Amerika ve müttefikleri çok fazla bir şey istemiyorlar aslında!!!
İstemedikleri şey Türkiye’nin güçlü olması…
Siz olsanız ister misiniz?
Dünyanın en stratejik bölgesinde güçlü bir devlet , tröstleşen bir dünyada yerli karteller dahil kimin işine gelir?
Türk Devleti nasıl ki -akil adamlarca- yetmiş küsur yılla sınırlı olmayıp, bin yıl
ve daha ötesinde beş bin yıllık tarihe sahipse, düşmanları da bir o kadar eskidir.
Tarihi mecrası içerisinde defalarca mağlubiyet yaşadıkları düşmanın, fırsat ele geçmişken silkinip kendisine dönmesine izin verirler mi?
Yaşadığımız problemler bu tarihi düşmanlığın neticelerinden başka bir şey değildir.
İktidarı yönlendirebilen bir hegamonyanın zinde güçleri, muhalefeti, medyayı, hukuk alanını kısacası dengeleri de yönlendirmeyeceği düşünülebilir mi?
Deniz Baykal’ın denizlere döneceğini kısa bir zaman önce söyleseler kim inanırdı?…
Bu çerçeveden baktığımızda, Türkiye’deki askeri, siyasi, bürokratik ve sivil güçlerin tamamını toptancı bir zihniyetle karşılıklı olarak emperyalizmin işbirlikçileri olarak ilan etmek veya kullanıldıklarını söylemek topyekûn intihar demektir.
Çünkü bu durumun tercümesi “tencere dibin kara, benimki senden kara”dır.
Çözüm; “suçun şahsiliği” ilkesinden yola çıkılarak, hiçbir kurum ama hiçbir kurum
yıpratılmamalı, ihanetler sulandırılmamalıdır. Aksi takdirde, yaşanılan kaoslar tröst
ve kartellerin toplum mühendisleri tarafından işbirlikçilere ihtiyaç bırakmayacak
şekilde değerlendirilir, yaşadığımız yüzlerce, binlerce örneğinde olduğu gibi..

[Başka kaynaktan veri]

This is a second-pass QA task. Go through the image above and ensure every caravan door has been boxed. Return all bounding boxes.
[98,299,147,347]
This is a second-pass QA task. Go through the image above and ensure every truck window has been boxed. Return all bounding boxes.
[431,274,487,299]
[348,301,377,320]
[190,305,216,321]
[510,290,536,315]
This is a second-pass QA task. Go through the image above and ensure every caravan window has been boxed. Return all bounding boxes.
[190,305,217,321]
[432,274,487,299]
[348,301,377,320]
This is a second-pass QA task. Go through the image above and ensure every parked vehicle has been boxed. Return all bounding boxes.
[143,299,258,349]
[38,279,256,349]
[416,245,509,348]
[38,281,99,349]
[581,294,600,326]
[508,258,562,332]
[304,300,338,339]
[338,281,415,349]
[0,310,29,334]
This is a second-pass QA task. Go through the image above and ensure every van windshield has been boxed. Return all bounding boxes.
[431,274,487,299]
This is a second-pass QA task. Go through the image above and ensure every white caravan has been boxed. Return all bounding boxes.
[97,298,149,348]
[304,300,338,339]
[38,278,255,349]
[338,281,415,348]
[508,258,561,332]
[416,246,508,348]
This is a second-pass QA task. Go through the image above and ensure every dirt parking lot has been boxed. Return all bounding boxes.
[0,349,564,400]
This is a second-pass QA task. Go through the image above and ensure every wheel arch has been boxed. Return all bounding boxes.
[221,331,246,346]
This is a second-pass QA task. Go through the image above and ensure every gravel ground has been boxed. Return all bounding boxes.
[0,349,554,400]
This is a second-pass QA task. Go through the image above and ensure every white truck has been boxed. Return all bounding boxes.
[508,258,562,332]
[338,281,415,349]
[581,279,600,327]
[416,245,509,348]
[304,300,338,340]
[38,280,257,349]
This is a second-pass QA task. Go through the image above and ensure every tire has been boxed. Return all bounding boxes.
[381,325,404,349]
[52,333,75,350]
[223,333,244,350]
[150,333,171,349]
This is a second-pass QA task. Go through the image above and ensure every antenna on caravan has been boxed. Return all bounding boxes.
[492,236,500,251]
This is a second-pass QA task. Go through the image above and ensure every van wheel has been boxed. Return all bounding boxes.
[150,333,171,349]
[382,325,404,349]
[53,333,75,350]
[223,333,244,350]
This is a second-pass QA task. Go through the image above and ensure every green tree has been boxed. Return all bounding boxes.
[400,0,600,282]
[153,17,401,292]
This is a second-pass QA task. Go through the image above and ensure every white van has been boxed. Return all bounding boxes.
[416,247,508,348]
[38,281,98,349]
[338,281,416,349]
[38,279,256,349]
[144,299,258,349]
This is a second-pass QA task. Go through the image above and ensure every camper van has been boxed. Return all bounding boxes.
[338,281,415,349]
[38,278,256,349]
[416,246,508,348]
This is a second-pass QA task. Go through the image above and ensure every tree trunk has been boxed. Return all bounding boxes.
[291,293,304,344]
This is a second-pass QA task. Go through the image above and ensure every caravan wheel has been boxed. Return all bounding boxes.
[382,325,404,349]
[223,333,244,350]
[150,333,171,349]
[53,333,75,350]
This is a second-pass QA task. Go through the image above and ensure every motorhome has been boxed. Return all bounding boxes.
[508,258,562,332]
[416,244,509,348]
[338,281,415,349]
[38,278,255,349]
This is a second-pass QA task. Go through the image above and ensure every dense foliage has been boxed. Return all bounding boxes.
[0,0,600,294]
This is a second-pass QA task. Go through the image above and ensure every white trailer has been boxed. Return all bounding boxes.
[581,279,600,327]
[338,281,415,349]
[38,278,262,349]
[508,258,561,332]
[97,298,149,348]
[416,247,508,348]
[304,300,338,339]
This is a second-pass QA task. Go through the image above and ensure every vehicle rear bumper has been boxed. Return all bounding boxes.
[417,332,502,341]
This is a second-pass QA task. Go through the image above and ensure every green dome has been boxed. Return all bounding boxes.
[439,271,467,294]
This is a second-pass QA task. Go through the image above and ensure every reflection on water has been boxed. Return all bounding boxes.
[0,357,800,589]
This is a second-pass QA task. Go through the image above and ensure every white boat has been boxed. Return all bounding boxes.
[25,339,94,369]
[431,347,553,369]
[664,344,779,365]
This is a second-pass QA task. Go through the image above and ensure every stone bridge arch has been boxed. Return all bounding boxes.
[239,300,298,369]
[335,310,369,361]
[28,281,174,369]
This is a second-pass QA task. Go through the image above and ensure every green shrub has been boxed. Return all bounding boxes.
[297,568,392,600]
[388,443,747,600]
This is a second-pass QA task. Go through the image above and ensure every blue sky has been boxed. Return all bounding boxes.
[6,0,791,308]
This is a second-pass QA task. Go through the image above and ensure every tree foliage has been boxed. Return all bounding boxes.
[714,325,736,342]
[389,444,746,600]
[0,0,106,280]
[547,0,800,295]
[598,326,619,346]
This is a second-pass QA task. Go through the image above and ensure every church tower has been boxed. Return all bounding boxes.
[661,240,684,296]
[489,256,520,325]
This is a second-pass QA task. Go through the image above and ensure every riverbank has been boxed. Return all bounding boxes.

Siz dış güçlere hizmet etmediğinizi sanırsınız, “kahrolsun emperyalizm” diye bağırırsınız, dönüp geriye baktığınız da, yaptığınız eylemlerle “ekmeklerine yağ
sürdüğünüzü” görüp kendiniz kahrolursunuz, eski tüfek solcularımız misali..
Sonra Atatürkçülük, Ulusalcılık gibi kötü taklitler de kurtaramaz, çaresizlik içinde
çırpınır, uçkurdan lider çıkarırsınız…
Güneyinizde büyüttüğünüz çocuğu, başınıza bela eder, evlâtlıktan reddedip sıyrılmaya çalışırsınız.
Yaptığınız hatalardan dolayı, alternatif yollarını tıkadığınızı göremez, sonra da faturayı başka zaman büyük millet diye övdüğünüz insanlara çıkarırsınız,
“aptal” ve “diken” edebiyatıyla…
Üstüne yakıştırdığınız sıfatlardan sonra iktidar hayâllersiniz..
Kendinizle beraber ülkenin samimi insanlarını sukût-u hayale uğratırsınız.
Yaşadığımız her problemi tamamen, küresel olarak adlandırılan dış güçlere bağlamak bir acizlik ilâmı değil midir aslında?..
Sadece fırsatları iyi değerlendirdiklerini, toplumun ve fertlerin zaaflarını iyi kullandıklarını görmek için sosyolog olmak gerekmiyor. Siz istediğiniz kadar zaaflarınızı “özel hayat” kalkanıyla gizlemeye çalışınız..
Bu öylesi bir savaş ki, ne kural, ne ahlak, ne adalet, ne erdem tanımıyor..
“Yapıyorlar” ve “geçiyorlar”…
Erozyon misali değer kaymalarının altından hep zaaflar çıkıyor.
Kadın, kumar, makam, şöhret, zengin olmak dürtüsü ve daha niceleri..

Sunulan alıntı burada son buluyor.